Pierwszy triathlon w życiu za mną! Nie planowałem tego startu, zgłosiłem się w ostatnim momencie, błagając organizatorów o możliwość dopisania do listy startowej Garmin Iron Triathlon w Radkowie już po oficjalnym terminie zakończenia zapisów. Jakoś się udało i jak zobaczyłem swoje nazwisko na liście startowej, to dopiero wówczas poczułem emocje.

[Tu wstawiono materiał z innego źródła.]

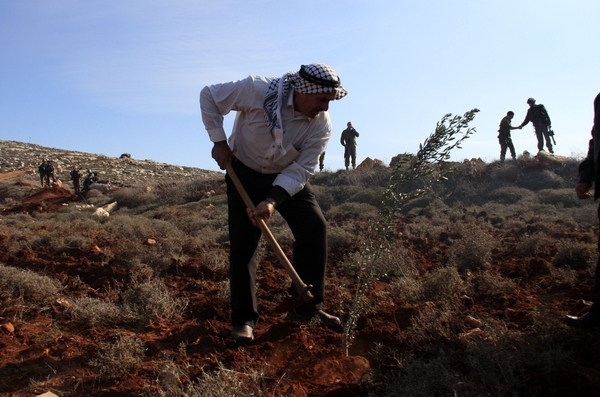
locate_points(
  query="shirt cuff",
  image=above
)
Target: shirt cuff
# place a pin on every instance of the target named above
(278, 194)
(217, 134)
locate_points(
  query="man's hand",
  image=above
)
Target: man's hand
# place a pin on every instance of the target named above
(222, 154)
(583, 190)
(264, 211)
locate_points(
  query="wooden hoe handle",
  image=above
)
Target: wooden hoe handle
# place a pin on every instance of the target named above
(303, 289)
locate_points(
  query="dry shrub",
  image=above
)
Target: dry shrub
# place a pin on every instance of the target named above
(490, 286)
(574, 255)
(473, 250)
(93, 311)
(119, 358)
(443, 285)
(406, 289)
(27, 285)
(563, 198)
(510, 195)
(152, 301)
(134, 197)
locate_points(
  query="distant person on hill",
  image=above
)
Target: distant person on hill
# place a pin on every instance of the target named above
(89, 179)
(504, 136)
(42, 171)
(348, 141)
(588, 176)
(75, 177)
(321, 161)
(46, 170)
(282, 125)
(542, 125)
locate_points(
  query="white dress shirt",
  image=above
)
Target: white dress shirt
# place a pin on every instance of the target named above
(304, 139)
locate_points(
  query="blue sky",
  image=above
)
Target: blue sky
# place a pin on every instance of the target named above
(111, 77)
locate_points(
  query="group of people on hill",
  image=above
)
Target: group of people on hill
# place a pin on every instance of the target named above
(538, 116)
(48, 176)
(278, 140)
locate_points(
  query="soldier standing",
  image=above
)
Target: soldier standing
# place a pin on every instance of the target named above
(348, 141)
(75, 177)
(42, 171)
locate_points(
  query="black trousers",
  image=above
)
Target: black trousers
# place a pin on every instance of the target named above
(542, 133)
(596, 293)
(308, 225)
(506, 143)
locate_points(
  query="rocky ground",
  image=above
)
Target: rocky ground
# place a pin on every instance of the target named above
(48, 352)
(118, 171)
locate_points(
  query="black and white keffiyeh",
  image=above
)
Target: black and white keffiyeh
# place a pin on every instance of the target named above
(315, 78)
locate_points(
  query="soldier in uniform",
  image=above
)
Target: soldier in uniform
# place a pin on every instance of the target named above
(75, 177)
(348, 141)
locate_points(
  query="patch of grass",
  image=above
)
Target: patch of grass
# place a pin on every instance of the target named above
(152, 301)
(574, 255)
(28, 286)
(119, 357)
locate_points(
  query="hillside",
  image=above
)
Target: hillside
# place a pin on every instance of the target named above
(467, 300)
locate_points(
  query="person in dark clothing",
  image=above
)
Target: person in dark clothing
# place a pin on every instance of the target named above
(348, 141)
(46, 170)
(504, 136)
(42, 171)
(89, 179)
(542, 125)
(75, 177)
(321, 161)
(589, 175)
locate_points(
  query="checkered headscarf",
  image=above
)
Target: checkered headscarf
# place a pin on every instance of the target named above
(316, 78)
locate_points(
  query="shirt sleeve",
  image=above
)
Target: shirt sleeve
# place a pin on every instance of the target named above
(216, 101)
(295, 176)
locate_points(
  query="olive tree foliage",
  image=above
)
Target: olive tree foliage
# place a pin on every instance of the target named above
(413, 176)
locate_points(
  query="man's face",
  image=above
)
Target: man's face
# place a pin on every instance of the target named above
(312, 104)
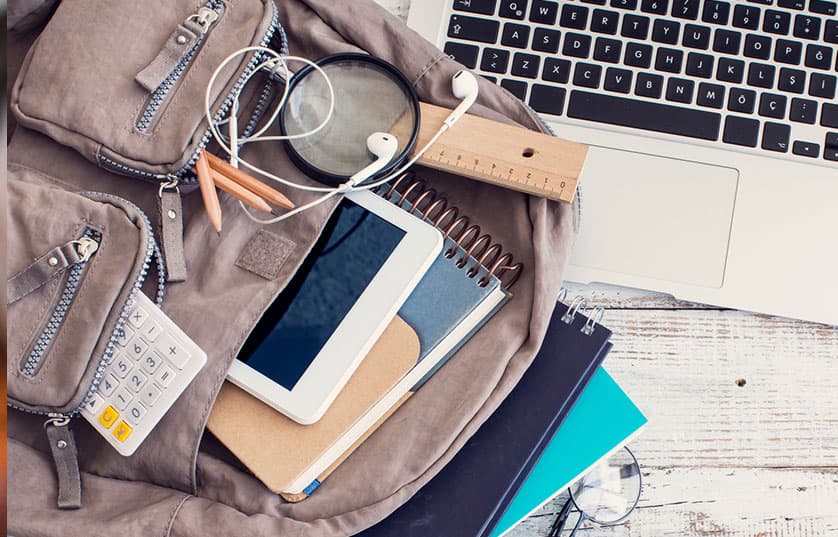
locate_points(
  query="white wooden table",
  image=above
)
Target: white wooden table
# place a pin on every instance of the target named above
(742, 437)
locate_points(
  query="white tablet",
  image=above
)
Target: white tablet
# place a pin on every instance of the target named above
(308, 343)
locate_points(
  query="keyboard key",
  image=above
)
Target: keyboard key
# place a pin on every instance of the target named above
(710, 95)
(696, 36)
(473, 29)
(547, 99)
(730, 70)
(494, 60)
(788, 52)
(807, 27)
(741, 131)
(806, 149)
(819, 57)
(775, 137)
(515, 35)
(772, 105)
(746, 17)
(485, 7)
(829, 115)
(577, 45)
(618, 80)
(791, 80)
(822, 85)
(645, 115)
(761, 75)
(605, 22)
(658, 7)
(587, 75)
(727, 42)
(649, 85)
(635, 27)
(665, 31)
(574, 16)
(465, 54)
(543, 12)
(716, 12)
(700, 65)
(776, 22)
(823, 7)
(803, 110)
(544, 40)
(742, 100)
(669, 60)
(556, 70)
(685, 9)
(757, 46)
(512, 9)
(680, 90)
(515, 87)
(607, 50)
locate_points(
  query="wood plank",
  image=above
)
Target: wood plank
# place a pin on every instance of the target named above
(714, 502)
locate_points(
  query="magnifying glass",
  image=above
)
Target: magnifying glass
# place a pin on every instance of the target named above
(371, 95)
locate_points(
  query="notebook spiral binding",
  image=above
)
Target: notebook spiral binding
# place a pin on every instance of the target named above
(579, 303)
(415, 196)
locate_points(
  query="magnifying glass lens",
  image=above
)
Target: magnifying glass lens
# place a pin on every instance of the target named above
(369, 97)
(610, 491)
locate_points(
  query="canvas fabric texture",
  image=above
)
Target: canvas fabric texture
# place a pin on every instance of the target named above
(180, 483)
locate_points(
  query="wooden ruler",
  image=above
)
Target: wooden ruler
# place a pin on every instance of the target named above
(502, 154)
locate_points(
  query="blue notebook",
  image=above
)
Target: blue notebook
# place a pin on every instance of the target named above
(605, 418)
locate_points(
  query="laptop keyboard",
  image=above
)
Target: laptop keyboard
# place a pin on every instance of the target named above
(760, 74)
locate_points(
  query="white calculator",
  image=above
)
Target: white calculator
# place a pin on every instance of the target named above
(153, 363)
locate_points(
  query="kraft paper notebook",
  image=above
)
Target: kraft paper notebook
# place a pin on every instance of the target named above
(473, 491)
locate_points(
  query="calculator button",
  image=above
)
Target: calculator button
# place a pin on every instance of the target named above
(124, 336)
(164, 376)
(173, 351)
(122, 398)
(122, 431)
(150, 362)
(150, 395)
(108, 417)
(94, 405)
(108, 385)
(137, 348)
(151, 331)
(136, 380)
(121, 367)
(138, 317)
(135, 413)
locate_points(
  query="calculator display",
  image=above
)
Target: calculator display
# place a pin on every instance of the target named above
(352, 249)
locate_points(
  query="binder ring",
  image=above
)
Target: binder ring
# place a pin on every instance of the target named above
(593, 319)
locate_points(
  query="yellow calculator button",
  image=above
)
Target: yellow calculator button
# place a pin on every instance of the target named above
(122, 431)
(108, 417)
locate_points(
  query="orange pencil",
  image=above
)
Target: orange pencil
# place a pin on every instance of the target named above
(249, 182)
(239, 192)
(208, 192)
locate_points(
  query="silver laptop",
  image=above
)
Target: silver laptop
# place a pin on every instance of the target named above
(713, 170)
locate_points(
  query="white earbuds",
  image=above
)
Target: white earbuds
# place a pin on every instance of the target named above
(381, 144)
(464, 86)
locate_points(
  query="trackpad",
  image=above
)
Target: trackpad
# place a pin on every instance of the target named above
(655, 217)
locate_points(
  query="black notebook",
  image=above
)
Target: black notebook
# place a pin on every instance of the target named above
(469, 496)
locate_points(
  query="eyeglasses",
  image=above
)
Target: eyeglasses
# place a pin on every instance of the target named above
(606, 495)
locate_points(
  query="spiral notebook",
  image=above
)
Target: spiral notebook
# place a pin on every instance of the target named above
(471, 494)
(461, 291)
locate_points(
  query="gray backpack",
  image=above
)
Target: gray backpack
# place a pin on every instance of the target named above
(83, 160)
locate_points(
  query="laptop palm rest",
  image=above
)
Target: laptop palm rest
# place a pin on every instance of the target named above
(655, 217)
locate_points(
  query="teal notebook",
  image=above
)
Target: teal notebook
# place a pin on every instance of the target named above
(605, 418)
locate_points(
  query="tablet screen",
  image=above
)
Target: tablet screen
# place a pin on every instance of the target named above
(352, 249)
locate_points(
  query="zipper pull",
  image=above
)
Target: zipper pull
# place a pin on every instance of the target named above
(62, 443)
(46, 267)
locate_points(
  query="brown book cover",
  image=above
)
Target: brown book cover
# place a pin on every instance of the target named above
(280, 451)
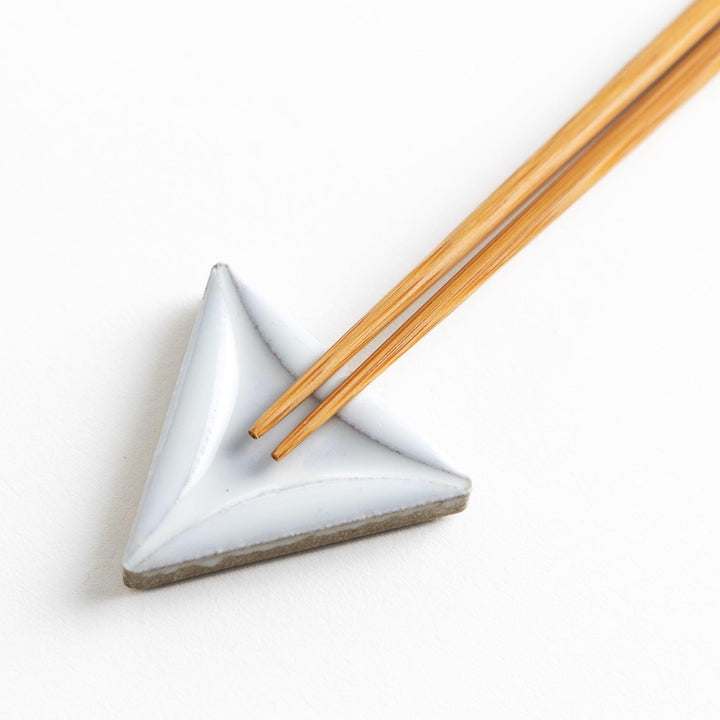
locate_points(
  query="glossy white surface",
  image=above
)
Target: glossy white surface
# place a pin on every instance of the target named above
(212, 488)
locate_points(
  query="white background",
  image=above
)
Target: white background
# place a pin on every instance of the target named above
(321, 149)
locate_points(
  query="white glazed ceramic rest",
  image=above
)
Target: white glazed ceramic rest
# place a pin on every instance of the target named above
(214, 498)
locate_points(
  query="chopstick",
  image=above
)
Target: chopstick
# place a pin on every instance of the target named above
(632, 126)
(666, 49)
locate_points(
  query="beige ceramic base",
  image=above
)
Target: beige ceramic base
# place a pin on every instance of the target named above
(285, 546)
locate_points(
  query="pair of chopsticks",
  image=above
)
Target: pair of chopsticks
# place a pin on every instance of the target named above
(656, 82)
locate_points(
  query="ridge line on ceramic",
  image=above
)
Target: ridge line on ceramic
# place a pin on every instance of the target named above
(214, 498)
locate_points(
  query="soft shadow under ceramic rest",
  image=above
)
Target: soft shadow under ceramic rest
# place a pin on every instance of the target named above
(214, 498)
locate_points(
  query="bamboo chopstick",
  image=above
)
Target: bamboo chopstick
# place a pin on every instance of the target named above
(668, 93)
(671, 44)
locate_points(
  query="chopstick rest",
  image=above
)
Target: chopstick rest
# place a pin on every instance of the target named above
(214, 498)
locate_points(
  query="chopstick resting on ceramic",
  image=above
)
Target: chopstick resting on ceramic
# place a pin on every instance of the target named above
(652, 107)
(665, 50)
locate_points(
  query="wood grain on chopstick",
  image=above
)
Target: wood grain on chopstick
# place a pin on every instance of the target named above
(668, 93)
(631, 81)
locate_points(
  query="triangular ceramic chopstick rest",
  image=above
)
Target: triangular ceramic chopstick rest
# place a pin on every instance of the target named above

Dopadła mnie niepewność i stres. Pierwsze co, to zacząłem analizować trasę. Najpierw pływanie i pytanie numer jeden, tzn. zacząłem się zastanawiać, czy aby nie warto choć chwilę potrenować pływania :) Ale stwierdziłem, że to „tylko” 950 metrów, więc jakoś zmęczę. Nie mam żadnych problemów, żeby w ciągu godziny na basenie przepłynąć 2,5 km, więc 950 metrów, czyli „raptem” 38 basenów wydało mi się odległością śmieszną. W ogóle nie przejąłem się tytułami Najcięższy triathlon w Polsce już w ten weekend. Przecież trasa kolarska to jakiś żarcik. Jest wręcz ułożona pode mnie! Natomiast kompletnie nie wiedziałem co sądzić o trasie biegowej. Profil pokazywał, że będzie pod górkę, ale ponieważ ostatnio trochę biegam, więc uznałem, że jakoś dam radę. Każdy z tych dystansów osobno nie jest przerażający, trochę jednak, jak się później okazało, nie doceniłem tego, że to wszystko trzeba robić w jednym ciągu.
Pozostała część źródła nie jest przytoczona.